Mary Erdoes said she’s worried about unintended consequences of stimulus measures imposed by central banks to cushion economies in the wake of the coronavirus pandemic.
“I’m not worried about the stimulus” ending, Erdoes, who runsJPMorgan Chase & Co.’s asset- and wealth-management unit, said in an interview Monday at the Bloomberg Invest Global 2020 virtual conference. “There’s plenty of liquidity right now to fill the hole. First you’ve got to fill the hole, then you’ve got to get the flywheel of the economy going. You worry about the winners and losers after that.”
She said stimulus measures can make it hard to tell which companies are healthy and which ones aren’t.
“I’m worried about what stimulus does to bad companies that look like walking zombies,” Erdoes said. “The good companies from the bad companies is one of the most important things that we will figure out.”
Erdoes, 52, joins industry veterans expressing concern that a Federal Reserve pledge to buy corporate bonds — which has encouraged risky borrowers to raise billions of dollars — may cause a wave of defaults that makes the current stretch of corporate bankruptcies look mild by comparison.
Speaking on the same panel, James Zelter, co-president of Apollo Global Management Inc., said that the credit market is off of its bottom and that opportunities will be more company-specific.
Apollo has seen opportunities during the coronavirus crisis, and expects to quadruple its $350 billion of assets over the next decade. It put about $50 billion to work in the first six weeks of the pandemic sell-off by purchasing mostly discounted high-grade debt. The firm is raising at least $20 billion to take advantage of distress in the market, which was a successful strategy last financial crisis.

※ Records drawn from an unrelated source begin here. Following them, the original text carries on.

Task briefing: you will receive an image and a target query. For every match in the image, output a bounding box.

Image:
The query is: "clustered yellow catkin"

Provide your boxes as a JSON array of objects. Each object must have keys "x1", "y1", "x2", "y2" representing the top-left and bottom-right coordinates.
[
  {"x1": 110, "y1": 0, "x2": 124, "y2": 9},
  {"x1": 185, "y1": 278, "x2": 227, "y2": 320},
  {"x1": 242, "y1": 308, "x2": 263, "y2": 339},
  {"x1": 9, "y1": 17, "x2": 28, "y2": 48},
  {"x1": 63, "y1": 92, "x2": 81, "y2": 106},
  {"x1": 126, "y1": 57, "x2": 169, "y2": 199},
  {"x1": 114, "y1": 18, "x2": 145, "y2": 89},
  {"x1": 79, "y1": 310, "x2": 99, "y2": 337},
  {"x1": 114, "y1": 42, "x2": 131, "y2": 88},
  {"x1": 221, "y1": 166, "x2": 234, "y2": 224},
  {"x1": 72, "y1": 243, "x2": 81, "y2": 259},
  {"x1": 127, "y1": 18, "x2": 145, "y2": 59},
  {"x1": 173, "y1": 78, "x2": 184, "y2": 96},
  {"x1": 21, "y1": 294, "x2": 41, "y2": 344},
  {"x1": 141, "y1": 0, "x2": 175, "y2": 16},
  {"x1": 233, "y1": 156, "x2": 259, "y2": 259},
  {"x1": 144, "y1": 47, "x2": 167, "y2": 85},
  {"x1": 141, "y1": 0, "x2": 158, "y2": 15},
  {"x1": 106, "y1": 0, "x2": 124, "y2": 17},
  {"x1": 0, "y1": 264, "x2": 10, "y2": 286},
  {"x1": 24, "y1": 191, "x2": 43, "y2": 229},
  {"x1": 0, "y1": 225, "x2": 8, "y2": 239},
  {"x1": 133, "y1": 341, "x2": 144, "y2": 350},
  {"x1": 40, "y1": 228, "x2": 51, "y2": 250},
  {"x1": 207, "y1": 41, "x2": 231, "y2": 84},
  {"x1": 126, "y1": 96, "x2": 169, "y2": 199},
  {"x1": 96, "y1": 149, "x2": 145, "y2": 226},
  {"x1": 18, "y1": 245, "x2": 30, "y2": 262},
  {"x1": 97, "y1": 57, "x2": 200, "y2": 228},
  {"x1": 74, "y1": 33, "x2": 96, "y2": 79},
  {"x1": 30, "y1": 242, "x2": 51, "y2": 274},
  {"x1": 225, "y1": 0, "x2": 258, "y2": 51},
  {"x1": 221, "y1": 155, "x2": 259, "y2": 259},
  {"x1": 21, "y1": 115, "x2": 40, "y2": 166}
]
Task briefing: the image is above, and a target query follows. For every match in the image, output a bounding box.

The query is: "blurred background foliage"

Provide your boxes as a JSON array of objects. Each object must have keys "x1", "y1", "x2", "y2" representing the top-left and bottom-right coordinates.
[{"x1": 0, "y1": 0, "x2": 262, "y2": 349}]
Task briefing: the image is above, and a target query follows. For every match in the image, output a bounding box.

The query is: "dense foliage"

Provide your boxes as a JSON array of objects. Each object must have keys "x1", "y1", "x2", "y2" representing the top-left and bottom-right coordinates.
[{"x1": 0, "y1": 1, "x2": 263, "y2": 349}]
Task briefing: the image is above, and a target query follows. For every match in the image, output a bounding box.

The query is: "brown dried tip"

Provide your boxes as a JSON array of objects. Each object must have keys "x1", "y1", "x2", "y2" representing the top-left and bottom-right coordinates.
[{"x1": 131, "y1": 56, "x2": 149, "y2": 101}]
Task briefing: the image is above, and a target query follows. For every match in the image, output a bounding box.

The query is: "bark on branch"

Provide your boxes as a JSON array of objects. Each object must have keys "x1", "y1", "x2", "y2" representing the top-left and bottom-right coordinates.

In distressed situations, investors should invest for the long term, Erdoes said. JPMorgan invested with Apollo after the 2008 crisis but that most of the funds weren’t put to work until 2010 and beyond, she said.
“You have to be very patient with what stimulus does and the after-effects of finally sorting through the winners and losers,” Erdoes said. “You have to have the liquidity, you have to be ready to seize the moment when it happens. That’s why so much of this money that has been put in cash and on the sidelines is being allocated to the experts in the distressed field. They’re ready to do that. It’s going to take a long time and you want to be there and you want to have patient capital that isn’t required to follow an index.”